Pacific Legal Foundation is primarily funded by donations from individuals, foundations, associations, and small businesses. Except for court-awarded attorney fees for case victories, the organization receives no government funding.[7][8][9] The foundation is generally described as supporting libertarian or conservative causes.[10]
Incorporated in Sacramento, California, on March 5, 1973, PLF's original staff was composed mainly of individuals who had been a part of then-Governor Ronald Reagan's welfare reform team.[3] Operating on a proposed budget of $117,000 for the first 10 months of operation, PLF attorneys began litigation activities in June 1973 under the direction of Ronald A. Zumbrun, PLF's first president.[3]
PLF was the first organization in a movement of freedom-based public interest law firms (PILF) in the early 1970s.[12][13][14][15] In describing the reasons for starting PLF, Raymond Momboisse, one of the founders, asserted that PLF represented "the free enterprise system and the little guy."[16]

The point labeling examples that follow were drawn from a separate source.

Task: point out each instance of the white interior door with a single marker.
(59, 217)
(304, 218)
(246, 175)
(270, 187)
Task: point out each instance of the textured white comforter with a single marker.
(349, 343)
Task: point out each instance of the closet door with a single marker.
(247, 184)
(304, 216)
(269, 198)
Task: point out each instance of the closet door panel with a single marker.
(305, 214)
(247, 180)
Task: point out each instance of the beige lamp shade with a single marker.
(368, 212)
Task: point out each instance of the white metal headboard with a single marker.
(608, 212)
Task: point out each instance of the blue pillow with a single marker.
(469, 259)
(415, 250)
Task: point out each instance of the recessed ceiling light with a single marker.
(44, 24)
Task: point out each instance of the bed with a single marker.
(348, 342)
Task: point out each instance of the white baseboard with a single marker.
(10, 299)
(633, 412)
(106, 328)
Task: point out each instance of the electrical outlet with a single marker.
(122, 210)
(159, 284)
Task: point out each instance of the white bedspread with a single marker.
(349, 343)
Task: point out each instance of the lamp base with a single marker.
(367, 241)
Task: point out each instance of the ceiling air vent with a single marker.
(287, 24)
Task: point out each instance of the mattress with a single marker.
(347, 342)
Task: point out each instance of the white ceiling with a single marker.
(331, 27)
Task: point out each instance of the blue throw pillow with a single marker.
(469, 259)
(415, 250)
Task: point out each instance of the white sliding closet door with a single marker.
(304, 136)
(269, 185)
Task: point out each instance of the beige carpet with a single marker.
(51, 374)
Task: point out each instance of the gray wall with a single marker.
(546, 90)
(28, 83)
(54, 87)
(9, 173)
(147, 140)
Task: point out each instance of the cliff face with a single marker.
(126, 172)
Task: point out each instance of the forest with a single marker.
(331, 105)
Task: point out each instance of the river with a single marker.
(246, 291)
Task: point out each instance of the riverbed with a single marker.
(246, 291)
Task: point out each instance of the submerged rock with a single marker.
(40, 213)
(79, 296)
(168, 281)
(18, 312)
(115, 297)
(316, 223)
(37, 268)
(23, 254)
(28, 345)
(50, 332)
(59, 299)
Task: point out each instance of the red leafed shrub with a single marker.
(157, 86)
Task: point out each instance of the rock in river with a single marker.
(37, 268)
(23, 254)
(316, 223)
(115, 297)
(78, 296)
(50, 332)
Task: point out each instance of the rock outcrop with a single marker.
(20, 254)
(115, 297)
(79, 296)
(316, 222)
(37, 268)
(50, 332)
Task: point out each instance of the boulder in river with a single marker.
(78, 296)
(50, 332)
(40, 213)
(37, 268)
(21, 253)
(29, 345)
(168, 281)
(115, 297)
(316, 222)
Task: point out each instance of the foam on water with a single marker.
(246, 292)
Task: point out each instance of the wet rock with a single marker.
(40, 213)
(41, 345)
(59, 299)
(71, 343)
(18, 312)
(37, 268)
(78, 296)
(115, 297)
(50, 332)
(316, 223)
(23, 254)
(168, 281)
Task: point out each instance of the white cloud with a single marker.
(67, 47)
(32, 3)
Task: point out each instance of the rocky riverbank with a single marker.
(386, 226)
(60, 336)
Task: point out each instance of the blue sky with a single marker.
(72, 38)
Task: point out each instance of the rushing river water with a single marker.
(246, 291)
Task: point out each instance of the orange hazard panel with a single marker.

PLF won its first Supreme Court case in 1987 and has since argued 20 cases, with three having been litigated in the 2023 term.[15]

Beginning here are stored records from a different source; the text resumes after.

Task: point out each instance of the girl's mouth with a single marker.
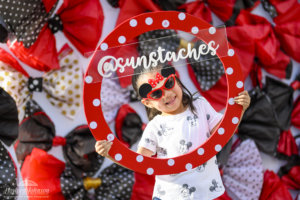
(172, 101)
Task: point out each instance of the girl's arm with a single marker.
(242, 99)
(102, 147)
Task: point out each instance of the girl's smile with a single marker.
(170, 101)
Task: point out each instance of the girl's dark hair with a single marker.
(187, 97)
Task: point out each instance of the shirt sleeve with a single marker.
(212, 116)
(149, 140)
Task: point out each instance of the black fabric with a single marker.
(9, 122)
(223, 155)
(169, 4)
(164, 38)
(283, 170)
(268, 115)
(132, 128)
(114, 3)
(25, 19)
(55, 24)
(281, 95)
(167, 70)
(8, 179)
(116, 184)
(72, 186)
(260, 122)
(79, 152)
(208, 69)
(35, 84)
(36, 130)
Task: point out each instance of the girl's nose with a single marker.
(166, 93)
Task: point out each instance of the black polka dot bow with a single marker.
(208, 69)
(8, 118)
(8, 133)
(62, 87)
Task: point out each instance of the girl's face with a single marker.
(171, 101)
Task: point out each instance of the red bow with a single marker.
(82, 24)
(154, 82)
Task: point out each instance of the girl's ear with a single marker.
(147, 103)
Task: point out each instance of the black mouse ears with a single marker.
(166, 71)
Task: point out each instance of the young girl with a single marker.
(179, 124)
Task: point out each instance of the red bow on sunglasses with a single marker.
(154, 82)
(158, 93)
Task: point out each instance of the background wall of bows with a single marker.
(261, 35)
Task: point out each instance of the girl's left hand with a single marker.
(243, 99)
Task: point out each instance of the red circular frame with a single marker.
(130, 29)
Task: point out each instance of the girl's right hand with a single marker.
(102, 147)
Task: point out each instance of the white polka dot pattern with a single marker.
(112, 97)
(243, 173)
(26, 18)
(63, 86)
(15, 84)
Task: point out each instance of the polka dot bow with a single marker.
(154, 82)
(63, 87)
(243, 173)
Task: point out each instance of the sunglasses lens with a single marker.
(170, 83)
(156, 94)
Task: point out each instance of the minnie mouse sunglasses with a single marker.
(158, 93)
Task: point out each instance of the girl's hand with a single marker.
(243, 99)
(102, 147)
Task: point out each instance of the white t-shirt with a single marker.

Currently, PLF has a staff of over 100 employees and three offices across the United States: Sacramento, CA; Arlington, VA; and Palm Beach Gardens, FL.[17][18]
PLF has litigated housing and zoning issues in lower courts. PLF successfully challenged San Francisco's "Relocation Assistance Payment Ordinance", which required landlords to pay tenants to regain personal use of their property.[19][20]Palazzolo v. Rhode Island (2001) established that home builders have a right to challenge oppressive land-use laws under the Takings Clause—even if the laws predate ownership.[21]Knick v. Township of Scott (2019) established that a property owner has an immediate right to seek redress in the federal courts when a state or local government takes an action that impairs her property rights.[22]Suitum v. Tahoe Regional Planning Agency (1996) established that a home builder’s takings claim is ripe for judicial review when the impact of a law on property use is known to a “reasonable degree of certainty” or where the government has no meaningful discretion to reduce a land use law's impact.[23]Shands v. City of Marathon (2023) established the precedent that the government can be found to have taken an owner's property without just compensation when it denies their right to build a house due to environmental restrictions.[24]
Additionally, PLF's property rights cases have focused on environmental regulations. PLF's environmental law litigation has frequently involved challenges to federal regulation of private property under the Clean Water Act or the Endangered Species Act, including five victories at the U.S. Supreme Court. PLF attorneys represented a Minnesota property owner who was denied the right to build on his property in Contoski v. Scarlett,[25] a case that resulted in the removal of the bald eagle from the endangered species list.[26] PLF argued that the U.S. Fish and Wildlife Service failed to delist the species after it concluded that the bald eagle population had recovered.[27][28]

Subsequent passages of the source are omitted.